The Justice Department opened a criminal investigation of Evergreen
Resources. I
was one of the lead prosecutors on the case. We quickly discovered
that we had a
major problem.

Mr. Elias did not commit a crime under the Occupational Safety and
Health Act, which
is the primary federal worker-safety law in the United States. Why
not? Because
Mr. Dominguez did not die.

My colleagues and I were shocked to learn that an employer who breaks
the nation’s
worker-safety laws can be charged with a crime only if a worker dies.
Even then,
the crime is a lowly Class B misdemeanor, with a maximum sentence of
six months
in prison. (About 6,000 workers are killed on the job each year, many
in cases where
the deaths could have been prevented if their employers followed the
law.) Employers
who maim their workers face, at worst, a maximum civil penalty of
$70,000 for each
violation.

We ended up prosecuting Mr. Elias for environmental crimes, and he was
sentenced
to 17 years in prison. I later became chief of the Justice
Department’s environmental
crimes section, and we started an initiative — based on this case and
others like
it — to seek justice when workers were seriously injured or killed
during environmental
crimes. We prosecuted some of the largest companies in America. But in
cases where
no environmental crimes were committed, we often could not prosecute.

Employers rarely face criminal prosecution under the worker-safety
laws. In the
38 years since Congress enacted the Occupational Safety and Health
Act, only 68
criminal cases have been prosecuted, or less than two per year, with
defendants
serving a total of just 42 months in jail. During that same time,
approximately
341,000 people have died at work, according to data compiled from the
National Safety
Council and the Bureau of Labor Statistics by the A.F.L.-C.I.O.

It is long past time for Congress to change the law.
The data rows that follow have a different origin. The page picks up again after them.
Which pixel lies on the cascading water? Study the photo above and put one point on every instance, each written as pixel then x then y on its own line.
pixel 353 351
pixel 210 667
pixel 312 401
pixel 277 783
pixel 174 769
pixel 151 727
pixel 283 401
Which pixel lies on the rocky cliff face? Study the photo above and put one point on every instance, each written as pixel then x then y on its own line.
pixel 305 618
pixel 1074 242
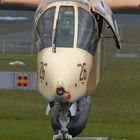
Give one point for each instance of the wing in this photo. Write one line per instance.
(19, 4)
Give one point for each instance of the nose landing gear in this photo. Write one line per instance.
(64, 120)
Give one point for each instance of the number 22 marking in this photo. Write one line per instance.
(83, 73)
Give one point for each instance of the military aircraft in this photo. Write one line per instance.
(67, 36)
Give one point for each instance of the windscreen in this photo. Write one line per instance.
(87, 31)
(64, 36)
(45, 28)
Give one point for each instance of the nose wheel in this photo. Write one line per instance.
(64, 120)
(61, 136)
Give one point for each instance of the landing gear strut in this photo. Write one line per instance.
(64, 120)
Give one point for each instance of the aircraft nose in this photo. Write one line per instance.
(61, 92)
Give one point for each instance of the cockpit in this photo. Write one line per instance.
(67, 27)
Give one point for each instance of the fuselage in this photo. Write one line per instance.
(66, 37)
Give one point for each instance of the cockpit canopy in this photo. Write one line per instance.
(67, 27)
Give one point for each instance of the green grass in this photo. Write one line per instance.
(29, 60)
(115, 108)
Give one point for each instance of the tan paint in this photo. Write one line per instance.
(62, 67)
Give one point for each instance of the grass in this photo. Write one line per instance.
(115, 108)
(29, 60)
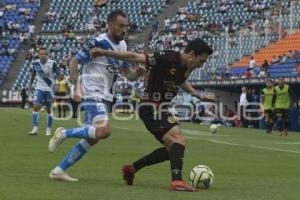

First, Congress
should amend
the Occupational Safety and Health Act to make it a crime for an
employer to commit
violations that cause serious injury to workers or that knowingly
place workers
at risk of death or serious injury. Whether good fortune intervenes
and prevents
harm to workers should not determine whether an employer commits a
crime.

Congress should make it a felony to commit a criminal violation of the
worker-safety
laws, and the penalties for lawbreakers should be stiffened. The
maximum sentence
ought to be measured in years, not months.

Congress also should change the worker-safety laws so that ignorance
of the law
is no longer a defense. Employers have a duty to know their
responsibilities under
the Occupational Safety and Health Act.

Finally, Congress should make clear who can be prosecuted. Some courts
have held
that prosecution is limited to companies and their owners. Supervisors
who order
workers to break the law, as well as responsible corporate officers
who fail to
stop violations that they know are occurring, should also be held
criminally responsible,
just as they are under most other federal laws.

Most companies care about protecting their workers. But without a
serious threat
of criminal enforcement, more workers will be put at risk by companies
that put
profits before safety.

David M. Uhlmann is a law professor at the University of Michigan.